There are so many misunderstandings concerning the rosary, especially among non Catholic Chistians. Is it superstitious? Is it Mary worship? Is it a form of rote prayer condemned in Sacred Scripture? Why is it so repetitious? Karen Edmisten's new book, The Rosary, keeping company with Jesus and Mary clears this fog with a steady beam of simplicity and clarity. She explains what the rosary is, and what it is not, how it is meant to be prayed, and how it brings us closer to Christ.

Edmisten's style is so warm and approachable, so intelligible and down to earth, yet her topic is the prayer that invites us into contemplation of the central mysteries of the life of Christ--quite an accomplishment. She answers many common objections and concerns about the rosary. I particularly like her explanation of formal prayer. In part,

While [the rosary] could certainly appear to be vain or empty, properly approached it is a prayer from the heart, a cry from the soul and a way to rejoice in the glory of our salvation. The "fixed form" frees our minds and keeps our thoughts from floating away...Yes, the rosary is a prescribed set of prayers, but it is more than the sum of those parts...Once we're focused, the real prayer can begin.

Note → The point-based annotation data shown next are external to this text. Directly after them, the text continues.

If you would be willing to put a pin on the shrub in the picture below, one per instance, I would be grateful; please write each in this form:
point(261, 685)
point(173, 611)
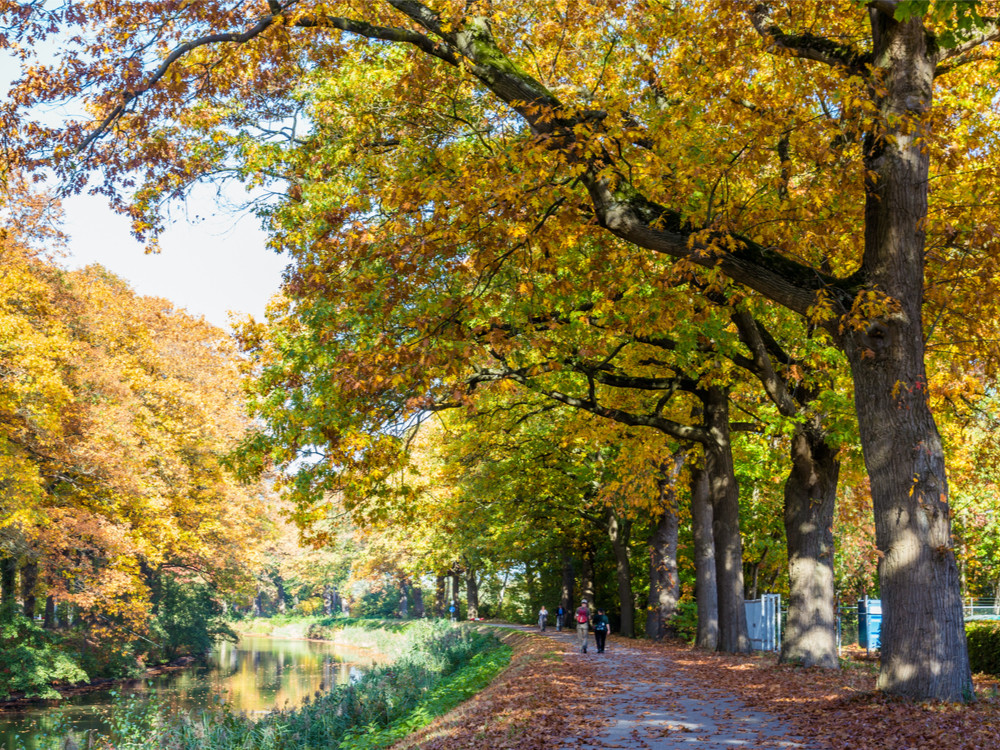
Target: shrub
point(684, 623)
point(188, 619)
point(984, 646)
point(31, 659)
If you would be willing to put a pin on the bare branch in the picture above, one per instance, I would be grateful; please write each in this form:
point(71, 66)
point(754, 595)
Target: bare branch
point(807, 46)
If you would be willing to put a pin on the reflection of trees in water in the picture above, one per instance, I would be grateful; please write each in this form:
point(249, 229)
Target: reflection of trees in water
point(253, 676)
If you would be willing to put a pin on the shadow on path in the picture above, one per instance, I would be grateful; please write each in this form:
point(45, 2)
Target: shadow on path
point(648, 704)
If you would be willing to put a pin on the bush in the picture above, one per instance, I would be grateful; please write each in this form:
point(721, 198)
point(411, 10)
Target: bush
point(31, 659)
point(984, 646)
point(187, 620)
point(684, 623)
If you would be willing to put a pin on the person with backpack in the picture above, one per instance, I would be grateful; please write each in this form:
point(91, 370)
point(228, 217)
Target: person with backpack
point(582, 622)
point(601, 627)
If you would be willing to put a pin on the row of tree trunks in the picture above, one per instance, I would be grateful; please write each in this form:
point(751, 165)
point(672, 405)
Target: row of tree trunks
point(620, 532)
point(471, 594)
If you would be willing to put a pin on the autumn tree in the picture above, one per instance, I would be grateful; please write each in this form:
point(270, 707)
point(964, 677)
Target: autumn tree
point(799, 167)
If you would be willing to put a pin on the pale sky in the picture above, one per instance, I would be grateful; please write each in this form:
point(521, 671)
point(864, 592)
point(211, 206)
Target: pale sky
point(208, 268)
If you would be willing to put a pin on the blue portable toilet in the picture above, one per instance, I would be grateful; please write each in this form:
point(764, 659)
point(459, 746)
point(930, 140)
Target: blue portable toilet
point(870, 623)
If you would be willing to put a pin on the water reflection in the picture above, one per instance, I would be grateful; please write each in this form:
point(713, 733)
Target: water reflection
point(254, 676)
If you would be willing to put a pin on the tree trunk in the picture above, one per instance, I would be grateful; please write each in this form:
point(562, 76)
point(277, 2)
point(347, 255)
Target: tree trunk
point(733, 636)
point(664, 583)
point(418, 602)
point(8, 583)
point(456, 589)
point(439, 597)
point(49, 621)
point(810, 635)
point(619, 531)
point(924, 653)
point(404, 599)
point(705, 590)
point(567, 597)
point(29, 579)
point(587, 576)
point(471, 594)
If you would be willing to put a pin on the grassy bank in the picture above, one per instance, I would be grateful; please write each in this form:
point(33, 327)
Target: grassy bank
point(438, 666)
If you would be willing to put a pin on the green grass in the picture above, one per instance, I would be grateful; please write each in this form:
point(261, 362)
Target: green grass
point(439, 666)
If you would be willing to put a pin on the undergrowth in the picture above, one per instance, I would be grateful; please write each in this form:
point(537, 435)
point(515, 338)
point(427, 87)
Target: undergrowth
point(440, 666)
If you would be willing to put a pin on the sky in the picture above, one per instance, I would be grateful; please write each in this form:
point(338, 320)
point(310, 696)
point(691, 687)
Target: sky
point(209, 268)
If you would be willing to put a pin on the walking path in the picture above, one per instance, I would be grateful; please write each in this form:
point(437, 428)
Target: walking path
point(647, 703)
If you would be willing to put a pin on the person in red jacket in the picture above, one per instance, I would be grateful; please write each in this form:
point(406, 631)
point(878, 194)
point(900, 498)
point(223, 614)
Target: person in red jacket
point(582, 624)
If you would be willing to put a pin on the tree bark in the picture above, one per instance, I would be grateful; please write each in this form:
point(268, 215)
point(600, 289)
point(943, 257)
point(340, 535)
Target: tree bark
point(404, 599)
point(567, 597)
point(439, 597)
point(810, 635)
point(418, 602)
point(706, 590)
point(49, 621)
point(924, 653)
point(619, 532)
point(733, 636)
point(664, 582)
point(29, 579)
point(587, 576)
point(471, 594)
point(8, 582)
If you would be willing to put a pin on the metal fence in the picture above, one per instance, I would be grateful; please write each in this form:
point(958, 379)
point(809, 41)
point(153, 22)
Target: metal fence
point(766, 619)
point(985, 608)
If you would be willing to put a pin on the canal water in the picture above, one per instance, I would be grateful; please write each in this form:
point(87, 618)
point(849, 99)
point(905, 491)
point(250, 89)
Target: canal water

So many points that Edmisten makes in this book were topics for our conversations over the years as my husband grew to appreciate this devotion and as I learned from discussions with him much of the why behind the what Catholics pray and believe. Edmisten handles these topics skillfully. The Rosary: Keeping Company with Jesus and Mary is a wonderful apologetics tool, removing unnecessary, but common obstacles to faith.

This is a book for Catholics, too, who grew up in homes where the rosary was prayed. Edmisten offers spiritual, historical and political context to the rosary as well as a simple approach to meditation that even this tired mother of many thinks might help improve her focus. Edmisten's prescription for meditation doesn't require mystic status. She suggests simple ways to just "be" with Jesus in each of the mysteries, ways that are so approachable and so natural that I plan to share them with my children.

From cover to cover, The Rosary: Keeping company with Jesus and Mary is a wonderful read. I am so pleased Karen wrote this book and only wish I had it those many years ago to hand my future husband when he handed me back my rosary. I'm sure he'd have read it and discussed it with me if I had asked and not just, say, left it in his car.